Thursday, March 17, 2011

Pass! Pass?!

Are you familiar with the Bechdel Test? It is a test by which you can look at a movie's treatment of women. In my experience, women talk more than men most days. (Science has proved this too.) And women talk to men, but they dearly love to talk with other women. And they talk about their fathers, brothers, husbands, sons and male coworkers... but that's not ALL they talk about.

So, the Bechdel Test requires that a movie have:
  • Two female characters - with names!
  • The two women must talk TO each other directly...
  • and at least one of their conversations CANNOT be about a man.
  • (Read more here. The Bechdel Test is a not a test that proves a good movie, it's just one way to look at films' success at imitating life, and women in them purporting to live said lives.)
It is way tougher than you think, and John and I have amused ourselves lately thinking of movies we adore that don't pass the Test. (And some that do.)

So to prove that this is just a fun way of looking at the world from a perspective different than that of generations of screenwriters, movie executives, and the Industry of Cool leaders that permeates our lives, and not a guarantee of something high-quality...

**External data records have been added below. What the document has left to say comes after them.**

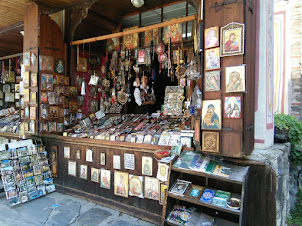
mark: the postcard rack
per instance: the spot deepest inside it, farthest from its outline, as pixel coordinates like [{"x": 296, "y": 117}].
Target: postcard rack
[
  {"x": 234, "y": 184},
  {"x": 25, "y": 171}
]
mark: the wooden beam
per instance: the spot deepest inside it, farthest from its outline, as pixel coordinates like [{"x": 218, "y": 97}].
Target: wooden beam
[
  {"x": 138, "y": 30},
  {"x": 11, "y": 56}
]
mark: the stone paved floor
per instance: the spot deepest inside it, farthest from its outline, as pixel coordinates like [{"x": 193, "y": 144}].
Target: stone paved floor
[{"x": 60, "y": 209}]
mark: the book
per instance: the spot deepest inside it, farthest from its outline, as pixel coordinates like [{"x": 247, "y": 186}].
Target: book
[
  {"x": 180, "y": 187},
  {"x": 208, "y": 195},
  {"x": 220, "y": 198}
]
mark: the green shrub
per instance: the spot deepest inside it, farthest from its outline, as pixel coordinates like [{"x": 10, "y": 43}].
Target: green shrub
[
  {"x": 295, "y": 217},
  {"x": 294, "y": 127}
]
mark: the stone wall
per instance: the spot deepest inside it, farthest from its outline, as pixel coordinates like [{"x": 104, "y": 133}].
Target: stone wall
[
  {"x": 277, "y": 158},
  {"x": 296, "y": 58}
]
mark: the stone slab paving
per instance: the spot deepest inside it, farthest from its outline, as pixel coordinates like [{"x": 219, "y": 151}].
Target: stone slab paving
[{"x": 59, "y": 209}]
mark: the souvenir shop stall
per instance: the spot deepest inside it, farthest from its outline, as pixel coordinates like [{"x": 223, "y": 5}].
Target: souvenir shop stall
[{"x": 153, "y": 121}]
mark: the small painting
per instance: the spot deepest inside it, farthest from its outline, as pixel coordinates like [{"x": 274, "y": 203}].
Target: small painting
[
  {"x": 136, "y": 186},
  {"x": 33, "y": 97},
  {"x": 32, "y": 114},
  {"x": 116, "y": 162},
  {"x": 211, "y": 36},
  {"x": 212, "y": 80},
  {"x": 105, "y": 181},
  {"x": 26, "y": 59},
  {"x": 26, "y": 80},
  {"x": 83, "y": 171},
  {"x": 174, "y": 32},
  {"x": 211, "y": 114},
  {"x": 232, "y": 107},
  {"x": 47, "y": 82},
  {"x": 52, "y": 126},
  {"x": 72, "y": 168},
  {"x": 94, "y": 175},
  {"x": 53, "y": 111},
  {"x": 232, "y": 39},
  {"x": 82, "y": 64},
  {"x": 162, "y": 172},
  {"x": 89, "y": 155},
  {"x": 147, "y": 163},
  {"x": 163, "y": 188},
  {"x": 235, "y": 78},
  {"x": 151, "y": 188},
  {"x": 212, "y": 59},
  {"x": 103, "y": 158},
  {"x": 130, "y": 41},
  {"x": 210, "y": 141},
  {"x": 151, "y": 35},
  {"x": 121, "y": 183},
  {"x": 34, "y": 79},
  {"x": 46, "y": 63},
  {"x": 67, "y": 152},
  {"x": 44, "y": 98}
]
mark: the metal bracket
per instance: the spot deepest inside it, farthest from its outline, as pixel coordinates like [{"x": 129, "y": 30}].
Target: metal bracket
[{"x": 223, "y": 3}]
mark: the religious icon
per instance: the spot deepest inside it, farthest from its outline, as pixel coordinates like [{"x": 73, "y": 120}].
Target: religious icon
[
  {"x": 130, "y": 41},
  {"x": 212, "y": 59},
  {"x": 232, "y": 107},
  {"x": 151, "y": 188},
  {"x": 26, "y": 78},
  {"x": 211, "y": 36},
  {"x": 94, "y": 175},
  {"x": 26, "y": 59},
  {"x": 47, "y": 82},
  {"x": 235, "y": 78},
  {"x": 211, "y": 114},
  {"x": 53, "y": 111},
  {"x": 116, "y": 162},
  {"x": 210, "y": 141},
  {"x": 151, "y": 35},
  {"x": 147, "y": 163},
  {"x": 33, "y": 97},
  {"x": 232, "y": 39},
  {"x": 34, "y": 79},
  {"x": 174, "y": 32},
  {"x": 163, "y": 188},
  {"x": 46, "y": 63},
  {"x": 82, "y": 64},
  {"x": 32, "y": 113},
  {"x": 162, "y": 172},
  {"x": 103, "y": 158},
  {"x": 121, "y": 183},
  {"x": 54, "y": 160},
  {"x": 105, "y": 179},
  {"x": 72, "y": 168},
  {"x": 136, "y": 186},
  {"x": 67, "y": 152},
  {"x": 212, "y": 80}
]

... the other night I had a serious bad movie craving. I wanted to watch a totally awful popcorn flick. An old roommate of John and mine left behind a random collection of DVDs, and I sorted through them... Sherry Baby? No. Half Nelson? No way. Blue Crush? Getting closer. Bring It On? Closer still. But even worse? And the winner?

Coyote Ugly!

And to my shock, it passes the Bechdel Test! Not once, but TWICE!

There are two conversations, between two different pairs of named female characters, about life experiences they are planning or in the midst of, that do not mention men. Color me stunned... but heck, I should remember that Tyra can do anything. Fierce.


  1. I'd be willing to lay money that among mainstream Hollywood films, one movie in the top 10 for most passes of the Bechdel test would be Showgirls. Most of the conversations in that film revolve around women talking about brown rice and vegetables, nailcare or how to screw other women. Perhaps the Bechdel test gives you the extremes of feminism and misogyny in our culture.

  2. Zach brought this test to my attention a year or so (more?) ago and occasionally we get obsessed with it. Although obsession with it usually just ends in us being sad that there aren't more women in movies with actual names who talk with other actual named-characters about something not a man. Yay.